History

United States
- Name: Samuel G. Howe
- Namesake: Samuel G. Howe
- Owner: War Shipping Administration (WSA)
- Operator: Isbrandstsen Steamship Co., Inc.
- Ordered: as type (EC2-S-C1) hull, MC hull 2324
- Builder: J.A. Jones Construction, Panama City, Florida
- Cost: $620,974
- Yard number: 65
- Way number: 3
- Laid down: 7 September 1944
- Launched: 17 October 1944
- Sponsored by: Mrs. Jimmy Mann
- Completed: 30 October 1944
- Identification: Call sign: KTEG; ;
- Fate: Placed in the National Defense Reserve Fleet, Mobile, Alabama, 8 September 1948; Sold for scrapping, 17 January 1969, withdrawn from the fleet, 27 January 1969;

General characteristics
- Class and type: Liberty ship; type EC2-S-C1, standard;
- Tonnage: 10,865 LT DWT; 7,176 GRT;
- Displacement: 3,380 long tons (3,434 t) (light); 14,245 long tons (14,474 t) (max);
- Length: 441 feet 6 inches (135 m) oa; 416 feet (127 m) pp; 427 feet (130 m) lwl;
- Beam: 57 feet (17 m)
- Draft: 27 ft 9.25 in (8.4646 m)
- Installed power: 2 × Oil fired 450 °F (232 °C) boilers, operating at 220 psi (1,500 kPa); 2,500 hp (1,900 kW);
- Propulsion: 1 × triple-expansion steam engine, (manufactured by Filer and Stowell, Milwaukee, Wisconsin); 1 × screw propeller;
- Speed: 11.5 knots (21.3 km/h; 13.2 mph)
- Capacity: 562,608 cubic feet (15,931 m^{3}) (grain); 499,573 cubic feet (14,146 m^{3}) (bale);
- Complement: 38–62 USMM; 21–40 USNAG;
- Armament: Varied by ship; Bow-mounted 3-inch (76 mm)/50-caliber gun; Stern-mounted 4-inch (102 mm)/50-caliber gun; 2–8 × single 20-millimeter (0.79 in) Oerlikon anti-aircraft (AA) cannons and/or,; 2–8 × 37-millimeter (1.46 in) M1 AA guns;

= SS Samuel G. Howe =

World War II Liberty ship of the United States

SS Samuel G. Howe was a Liberty ship built in the United States during World War II. She was named after Samuel G. Howe, a nineteenth century American physician, abolitionist, and an advocate of education for the blind.

== Construction ==
Samuel G. Howe was laid down on 7 September 1944, under a Maritime Commission (MARCOM) contract, MC hull 2324, by J.A. Jones Construction, Panama City, Florida; sponsored by Mrs.

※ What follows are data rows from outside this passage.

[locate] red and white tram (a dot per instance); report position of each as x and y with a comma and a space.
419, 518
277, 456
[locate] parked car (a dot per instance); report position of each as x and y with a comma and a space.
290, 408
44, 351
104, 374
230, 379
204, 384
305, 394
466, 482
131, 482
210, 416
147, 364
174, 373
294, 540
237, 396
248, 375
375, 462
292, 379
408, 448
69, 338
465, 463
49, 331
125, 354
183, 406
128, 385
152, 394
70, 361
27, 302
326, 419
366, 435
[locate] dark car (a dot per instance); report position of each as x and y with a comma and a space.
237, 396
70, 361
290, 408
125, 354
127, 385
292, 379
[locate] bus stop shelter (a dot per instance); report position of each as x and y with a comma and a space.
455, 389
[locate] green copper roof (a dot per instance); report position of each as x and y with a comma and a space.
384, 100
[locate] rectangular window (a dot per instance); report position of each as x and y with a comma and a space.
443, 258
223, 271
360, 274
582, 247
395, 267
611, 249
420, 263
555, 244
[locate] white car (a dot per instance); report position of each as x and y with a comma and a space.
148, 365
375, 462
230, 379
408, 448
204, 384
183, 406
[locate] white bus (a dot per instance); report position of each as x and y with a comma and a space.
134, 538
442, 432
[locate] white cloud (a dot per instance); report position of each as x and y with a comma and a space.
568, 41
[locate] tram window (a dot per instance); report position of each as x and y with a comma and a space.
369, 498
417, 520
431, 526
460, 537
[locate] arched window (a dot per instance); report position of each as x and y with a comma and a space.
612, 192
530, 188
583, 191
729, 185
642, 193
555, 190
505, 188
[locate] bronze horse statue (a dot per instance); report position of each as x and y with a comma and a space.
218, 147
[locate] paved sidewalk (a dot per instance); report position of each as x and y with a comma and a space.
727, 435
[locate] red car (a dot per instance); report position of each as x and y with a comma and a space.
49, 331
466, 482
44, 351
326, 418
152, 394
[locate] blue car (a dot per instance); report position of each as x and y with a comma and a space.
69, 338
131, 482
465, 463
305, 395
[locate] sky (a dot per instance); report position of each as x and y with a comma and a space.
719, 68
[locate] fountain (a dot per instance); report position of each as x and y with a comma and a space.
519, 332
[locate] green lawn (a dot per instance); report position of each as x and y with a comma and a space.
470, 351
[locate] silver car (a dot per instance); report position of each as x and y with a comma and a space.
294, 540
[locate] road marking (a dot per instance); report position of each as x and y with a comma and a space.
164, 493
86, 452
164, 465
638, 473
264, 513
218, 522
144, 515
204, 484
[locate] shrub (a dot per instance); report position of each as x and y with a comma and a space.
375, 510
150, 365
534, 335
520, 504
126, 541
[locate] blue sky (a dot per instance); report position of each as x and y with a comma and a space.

Jimmy Mann, wife of plant superintendent, and launched on 17 October 1944.

==History==
She was allocated to Isbrandstsen Steamship Co. Inc., 30 October 1944. On 8 September 1948, she was laid up in the National Defense Reserve Fleet, Mobile, Alabama.

She was sold for scrapping, 17 January 1969, to Union Minerals and Alloys Corporation, for $40,125. She was withdrawn from the fleet, 27 January 1969.